Saya tidak tahu apakah ketika pandangan
saya tertuju pada buku tersebut, dan membuka kata pengantar serta membaca
hadits tersebut, hanya sebuah kebetulan atau taqdir Allah. Agar tidak usah
berpolemik antara takdir atau kebetulan, sebaiknya hal itu dilupakan saja. Hanya
saja proses menemukan hadits tersebut seakan menjadi sebuah episode yang
bersambung dengan tulisan saya Dialog Imajiner sebelumnya. Betapa tidak? Ketika
di tulisan sebelumnya, saya mendasarkan keyakinan dan iman saya bahwa Allah
menjaga kemurnian Islam di pusat kosmologinya (Makkah dan Madinah) dari
ketercampuran hal-hal yang dapat merusaknya, ternyata berdasar hadits
Rasulullah, kemurnian Islam di Jazirah Arab merupakan do’a dari Rasulullah dan
tentu dikabulkan oleh Allah. Beliau sangat menghendaki Islam di Jazirah Arab
pada umumnya, Makkah, Madinah, Hejaz pada khususnya tetap murni terhindar dari
pemahaman-pemahaman lain di luar Islam. Bagaimanapun, karena Makkah dan Madinah
adalah pusat Islam, sumber di mana Islam mengalir ke banyak muara. Rasulullah
dengan kemampuan profetiknya sudah sangat mengetahui, bahwa Islam akan mengalir
ke banyak muara yang jauh jaraknya, dan lama waktunya. Karena itu dalam
perjalanan Islam tersebut dipastikan akan ikut mengalir pula berbagai hal yang
tidak murni dari Islam di sumbernya (Makkah dan Madinah). Maka sangat bisa
dipahami jikalau Rasulullah menginginkan Islam di pusatnya Makkah dan Madinah
tetap murni. Sebagaimana yang bisa kita saksikan kemurnian Islam di dua kota
suci tersebut. Anasir-anasir yang akan mencampuri kemurnian Islam di sana,
dengan sendirinya akan minggir atau memang dipinggirkan -tentunya melalui
proses sosiologis.
Inilah beberapa hadits Rasulullah yang
menurut saya menguatkan asumsi saya pada Dialog Imajiner sebelumnya.
لا يجتمع
دينان في جزيرة العرب
Artinya: Tidak akan berkumpul dua agama di
Jazirah Arab.
Hadits tersebut secara jelas
menginformasikan bahwa di Jazirah Arab tidak akan hidup dua agama yang
berdampingan. Inti dari agama ada pada keimanannya, atau aqidahnya. Karena itu
keimanan yang bertentangan dengan Islam -biqudratillah- tentu akan
tersingkir dari jazirah Arab. Karena itu kita tidak akan menemukan
keyakinan-keyakinan yang tidak bersumber dari Islam, karena Rasulullah tidak
menghendaki hal itu terjadi. Dan tentu permohonan yang disampaikan Rasulullah
tersebut di “iya”kan oleh Allah. Wajar jika kemudian di sana tidak ada
hitungan-hitungan hari baik dan hari tidak baik untuk mendirikan rumah, tidak
ada keyakinan bahwa bulan Suro akan membawa sial, sehingga orang tidak
berani mengadakan pesta pernikahan dan sebagainya. Karena keyakinan semacam
itu, hanya ada di Jawa, dan tidak akan mungkin keyakinan semacam itu hidup
bersandingan dengan aqidah Islam yang murni dan mulia di jazirah Arab.

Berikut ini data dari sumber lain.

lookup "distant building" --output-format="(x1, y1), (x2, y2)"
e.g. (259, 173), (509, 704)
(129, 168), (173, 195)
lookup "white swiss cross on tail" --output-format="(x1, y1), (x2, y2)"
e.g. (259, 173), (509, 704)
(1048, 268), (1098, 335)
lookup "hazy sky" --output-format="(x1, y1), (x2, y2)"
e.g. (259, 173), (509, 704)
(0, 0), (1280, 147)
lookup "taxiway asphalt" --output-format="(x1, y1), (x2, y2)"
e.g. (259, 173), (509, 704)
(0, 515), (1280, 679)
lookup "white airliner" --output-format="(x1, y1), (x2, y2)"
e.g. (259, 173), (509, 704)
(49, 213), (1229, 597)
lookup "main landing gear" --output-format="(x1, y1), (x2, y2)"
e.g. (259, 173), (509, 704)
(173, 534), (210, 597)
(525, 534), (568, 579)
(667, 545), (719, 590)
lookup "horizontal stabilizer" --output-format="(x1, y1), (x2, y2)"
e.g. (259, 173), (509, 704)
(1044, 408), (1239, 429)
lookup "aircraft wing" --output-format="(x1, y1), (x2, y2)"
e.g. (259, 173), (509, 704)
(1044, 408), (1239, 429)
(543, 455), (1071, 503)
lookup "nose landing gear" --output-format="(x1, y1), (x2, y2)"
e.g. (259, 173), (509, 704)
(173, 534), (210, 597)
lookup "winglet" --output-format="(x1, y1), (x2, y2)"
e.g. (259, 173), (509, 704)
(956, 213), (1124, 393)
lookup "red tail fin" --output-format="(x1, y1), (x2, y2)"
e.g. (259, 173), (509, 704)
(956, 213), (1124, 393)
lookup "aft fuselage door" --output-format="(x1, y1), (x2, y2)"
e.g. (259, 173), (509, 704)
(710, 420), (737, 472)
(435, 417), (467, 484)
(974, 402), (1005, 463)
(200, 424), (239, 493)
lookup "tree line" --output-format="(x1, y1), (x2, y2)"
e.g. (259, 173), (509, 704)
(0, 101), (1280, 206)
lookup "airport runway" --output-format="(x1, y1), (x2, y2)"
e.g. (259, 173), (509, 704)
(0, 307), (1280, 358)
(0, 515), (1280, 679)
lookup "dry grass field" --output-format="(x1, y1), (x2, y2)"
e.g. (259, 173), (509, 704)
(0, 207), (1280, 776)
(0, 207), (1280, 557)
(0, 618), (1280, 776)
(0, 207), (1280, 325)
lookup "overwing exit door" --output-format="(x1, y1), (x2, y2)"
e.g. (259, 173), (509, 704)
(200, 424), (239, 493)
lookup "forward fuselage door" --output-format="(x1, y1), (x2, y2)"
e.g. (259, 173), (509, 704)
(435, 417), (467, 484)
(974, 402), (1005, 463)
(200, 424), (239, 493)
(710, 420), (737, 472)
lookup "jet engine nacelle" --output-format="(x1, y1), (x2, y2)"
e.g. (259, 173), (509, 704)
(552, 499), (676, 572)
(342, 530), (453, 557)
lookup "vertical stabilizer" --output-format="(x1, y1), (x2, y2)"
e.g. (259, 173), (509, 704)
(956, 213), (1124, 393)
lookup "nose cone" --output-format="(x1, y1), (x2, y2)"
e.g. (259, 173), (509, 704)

Yang perlu disampaikan pula di sini kata “tidak”
di dalam hadits tersebut tentu saja bukan dalam maksud menegasikan atau
meniadakan secara totalitas. Artinya masih ada pula orang yang beragama selain
Islam, atau berkeyakinan yang tidak murni di Jazirah Arab, akan tetapi bukan
sebagai arus utama atau mainstream. Ungkapan tersebut seperti kalau kita
ditanya teman seperti ini: “Sudah ada orang di sana”? Kita menjawab: “Wah belum
ada orang” Artinya bukan kok tidak ada orang sama sekali, tapi maksudnya sudah
ada orang tapi baru sedikit sekali, belum banyak yang datang.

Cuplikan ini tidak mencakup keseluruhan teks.